Steel, Rolled or Instant? Know Your Oats And The Healthiest One

There are probably many varieties available in the oats section of your grocery store, including steel-cut oats, rolled oats, instant oats, low-calorie, low-sugar, flavoured, plain and many more. You may feel overwhelmed by the sheer number of options available, even a nutritious dish like oats might lose some of its nutritional value if it is highly processed and given an excessive amount of sugar. 

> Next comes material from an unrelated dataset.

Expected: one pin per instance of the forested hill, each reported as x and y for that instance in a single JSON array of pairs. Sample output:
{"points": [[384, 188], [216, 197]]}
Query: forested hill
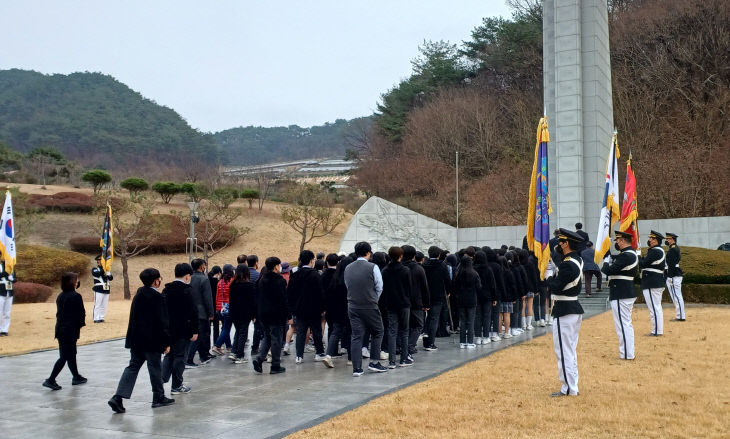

Basically, oats are a complex carbohydrate full of healthy fibre. Complex carbohydrates take longer to digest than simple carbohydrates, so they help you feel fuller for longer, according to dieticians.  This whole grain's high fibre content can support weight loss, blood sugar control, healthy digestion, and lower cholesterol. Iron and plant-based protein are both abundant in oats. There are several by products that can be made from oats. Examining the main variations will help us determine whether one is healthier than the others. 

Steel-cut Oats 

Steel-cut, and instant oats all begin with the same initial process. Oats are produced by first removing the outer husk from complete groats. The exterior hull, also called the shell, aids in safeguarding the seeds. The other components of the groat that are nutritionally dense are the bran, germ, and endosperm. Each product is provided from this point. 

Rolled Oats 

The production technique, which affects the texture and cooking time as previously indicated, is the primary factor in the variation across oat products. Rolled oats, also known as old-fashioned oats, are flattened as opposed to steel-cut oats, which are not. Rolled oats are steamed and then flattened after the hull is removed. They get softer and cook faster thanks to this technique. 

Instant Oats 

The oats in instant oats are sliced thinly to speed up the cooking process. The easiest and fastest way to prepare oats is with instant oats, also known as quick oats. 

These three major varieties of oats have extremely similar nutritional profiles to one another. There isn't a type of oats that is healthier than another. The idea that one variety of oat is healthier than another is a prevalent one. In reality, they are all nutritionally equivalent. The way they are rolled and cut makes a difference. The most processed alternative, meanwhile, is quick oats, which typically contain salt and additional sugars. They are still healthy despite being on the lower end of the health scale. 

Although all oat varieties have comparable nutritional profiles, you now know that instant oats, as the name implies, cook the fastest and steel-cut oats, the slowest. It takes 10 to 20 minutes to cook steel-cut oats on the stovetop, plus the time it takes to bring water to a boil. In a minute or two, instant oats can be made in the microwave. However, traditional oats fall somewhere in the middle; it takes three to five minutes to prepare and can be done either on the stovetop or in the microwave. If you have trouble managing your time in the morning, choose quick or rolled oats that don't contain any flavours or sweets. 

The texture should also be taken into account. Compared to rolled and instant oats, which have a smoother, creamier-like texture, steel-cut oats have a harder consistency.  In light of everything said above, be free to eat your oats as you like!